Wang and Alibaba did not respond to a request for comment from Business Insider.

China’s AI race is ‘very healthy’ competition

Wang also said that the rivalry among Chinese AI firms is not cutthroat.

No single person or company can sprint forever, he said. But collectively, the ecosystem can still move fast.

He pointed to a pattern he’s observed: One company surges ahead, then slows. Then another takes the lead. Over time, the first catches up again.

“You can have the very fast iteration of the technology because of this competition,” he said.

“I don’t think it’s brutal, but I think it’s very healthy,” he added.

China’s biggest tech players have focused on open-source AI models, which have code and architecture that are publicly available for anyone to use, modify, or build on.

One analyst told Business Insider previously that Chinese firms are prioritizing consolidation to stay competitive.

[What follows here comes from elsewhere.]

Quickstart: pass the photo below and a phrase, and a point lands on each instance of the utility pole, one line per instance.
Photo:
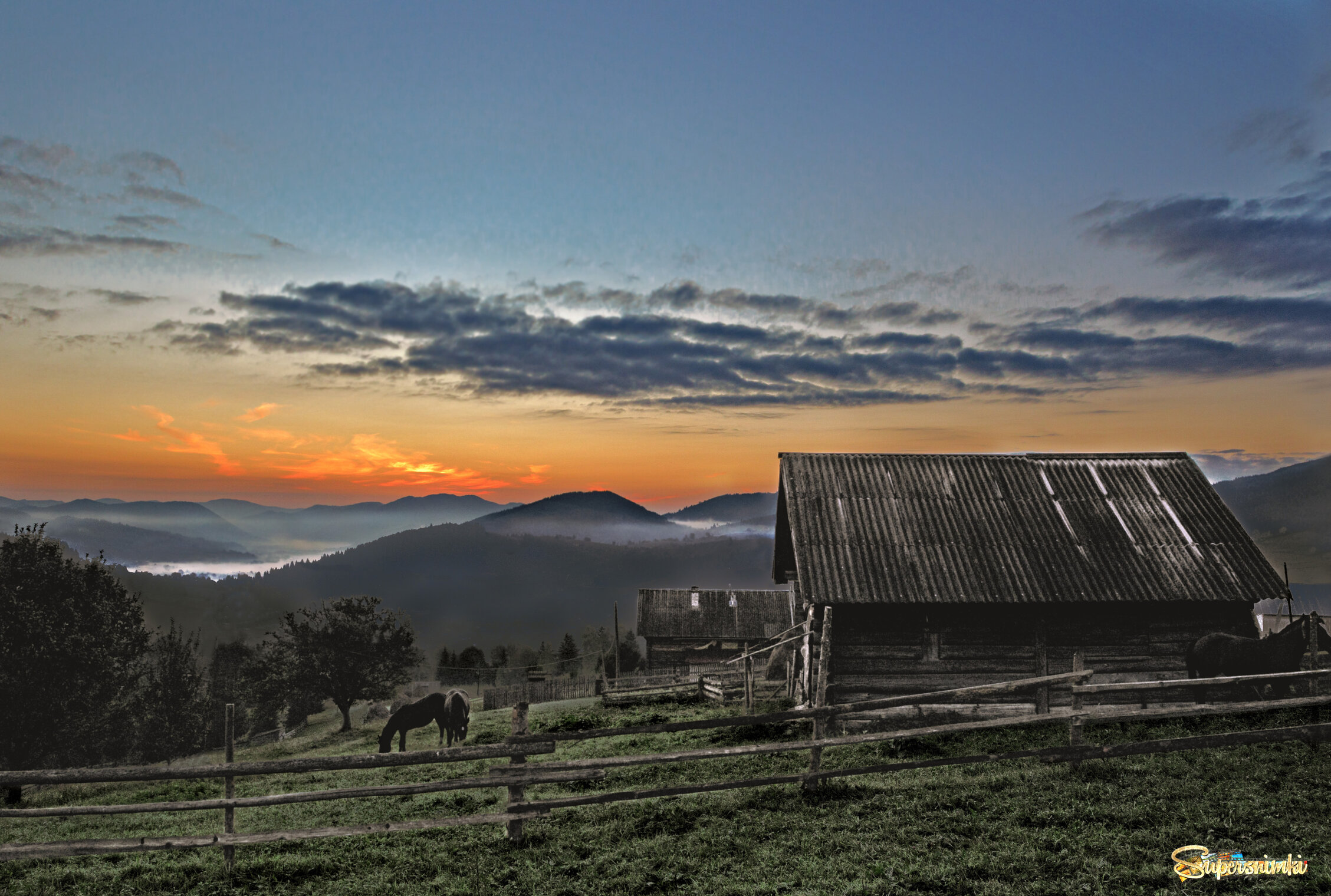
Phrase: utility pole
(1289, 595)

For instance, Tencent has deployed its Hunyuan model and DeepSeek R1 across its massive ecosystem, including WeChat. Baidu has also integrated DeepSeek R1 into its search engine.

The country is closing the gap with the US in the AI race.

In a Stratechery interview earlier this year, Nvidia’s CEO, Jensen Huang, said that China is doing “fantastic” in the AI market, with homegrown models like DeepSeek and Manus emerging as credible challengers to US-built systems.

​​He said China’s AI researchers are some of the best in the world, and it’s no surprise that US companies like OpenAI and Anthropic are hiring them.

“Our competition in China is really intense,” Huang said in May at the Computex Taipei tech conference in Taiwan.

Huang has also said that the US and China are neck and neck in the AI chip race. “China is right behind us. We’re very, very close.”